Southeast Missouri State University alumnus Craig Robinson loves his job. Why? Because he knows that what he offers is endless possibility.
Robinson is a teacher. His official duty is to teach science to inner-city third graders, but unofficially he also teaches that hard work and perseverance are worth the effort. He is passionate about instilling his students with the knowledge that they have the ability to succeed.
The community of Frayser, Tennessee, where Robinson teaches, an urban area just north of Memphis, is a neighborhood that has struggled with high rates of crime, unemployment, and economic depression, he said. Two years ago, however, after graduating from Southeast with a Bachelor of Science in Education, middle school education, Robinson’s move to Memphis put him exactly where he wanted to be.
Robinson, who grew up in the small town of Hayti, Missouri, chose to teach in an urban school.
“I felt that I could make the most impact in an urban setting,” he said.
Robinson graduated from Southeast in 2014 and is a part of the Teach for America program. He is now in his third year teaching at Georgian Hills Achievement Elementary School. In total, he has 126 students in second, third and fourth grades. He starts off every class period with a refresher from the day before, and engages his students with a video or story that reinforces the day’s lesson. They also spend time talking about what kind of jobs the children could potentially find if they were to become knowledgeable in that particular topic.
“I want my students to not only enhance their science content skills, but more importantly, to understand the ways in which this knowledge empowers them to function as competent members of a community– whether that community is Frayser, Memphis or the world.”
Georgian Hills was once one of the lowest ranked of all Tennessee schools. The hard work and dedication of the teachers has changed that, and Robinson is proud of the school’s success.

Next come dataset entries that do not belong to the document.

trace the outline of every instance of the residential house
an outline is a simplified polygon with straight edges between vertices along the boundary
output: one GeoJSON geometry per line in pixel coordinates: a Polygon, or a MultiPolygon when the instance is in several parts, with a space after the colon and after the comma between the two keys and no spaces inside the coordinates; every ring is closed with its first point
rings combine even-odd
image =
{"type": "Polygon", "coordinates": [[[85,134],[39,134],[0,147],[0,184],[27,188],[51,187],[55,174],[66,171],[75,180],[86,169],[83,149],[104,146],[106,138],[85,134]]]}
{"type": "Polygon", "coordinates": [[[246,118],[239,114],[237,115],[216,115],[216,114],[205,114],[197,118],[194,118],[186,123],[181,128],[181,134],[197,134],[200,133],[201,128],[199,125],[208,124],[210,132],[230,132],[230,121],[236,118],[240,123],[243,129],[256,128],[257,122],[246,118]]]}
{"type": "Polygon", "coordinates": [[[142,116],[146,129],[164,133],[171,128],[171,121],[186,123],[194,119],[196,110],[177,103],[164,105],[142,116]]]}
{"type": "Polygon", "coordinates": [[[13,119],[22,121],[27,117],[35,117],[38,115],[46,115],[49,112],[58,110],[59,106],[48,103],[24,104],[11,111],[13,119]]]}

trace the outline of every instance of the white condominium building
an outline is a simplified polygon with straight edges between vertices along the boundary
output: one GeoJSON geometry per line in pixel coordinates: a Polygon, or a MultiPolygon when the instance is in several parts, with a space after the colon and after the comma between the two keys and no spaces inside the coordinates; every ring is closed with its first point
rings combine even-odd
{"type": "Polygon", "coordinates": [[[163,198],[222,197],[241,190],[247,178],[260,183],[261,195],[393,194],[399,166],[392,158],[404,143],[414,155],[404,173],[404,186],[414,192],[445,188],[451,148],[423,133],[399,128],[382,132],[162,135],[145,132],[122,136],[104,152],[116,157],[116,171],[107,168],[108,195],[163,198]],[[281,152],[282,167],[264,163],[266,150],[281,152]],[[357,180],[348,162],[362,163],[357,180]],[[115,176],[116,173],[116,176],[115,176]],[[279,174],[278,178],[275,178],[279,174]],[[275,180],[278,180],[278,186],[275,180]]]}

“In 2014 our test scores were so good that we left the bottom five percent and we don’t plan on returning,” Robinson said, adding, “these students will have the same chances in life as any other students.”
Robinson originally attended Southeast on a football scholarship, but then switched to track and field—and began to throw. He quickly excelled at shot-put, winning three Ohio Valley Conference championships. He was ranked in the top 20 shot-put competitors in the nation his junior year, and still sings the praises of track and field coach Eric Crumpecker.
Athleticism aside, Robinson knew when he came to Southeast that he wanted to be a teacher. In addition to athletic competition, he used his years as a student to become more involved in community service organizations like Boys and Girls Club and Big Brothers Big Sisters, which help at-risk kids.
“I do not regret any of the decisions I made while at Southeast, and, if I had to do it all over again, I would do it the exact same way. I am a proud graduate of Southeast. It was the perfect choice for me,” he said. “My training through the educational program at Southeast equipped me with the knowledge and skills I needed to get my career started and put me on the path toward becoming the teacher I am today.”
Robinson is also an alumnus of the Xi Gamma chapter of Alpha Phi Alpha fraternity, and has plans to create a mentoring program in Cape Girardeau through his fraternity.
For now, Robinson is using his education and passion in the belief that his students can improve their lives through knowledge.
“I tell them that people can take things away from you but no one can ever take away what you learn,” he explained. “My vision is to instill in my students the belief that with hard work and perseverance, they can achieve anything. Hard work always pays off.”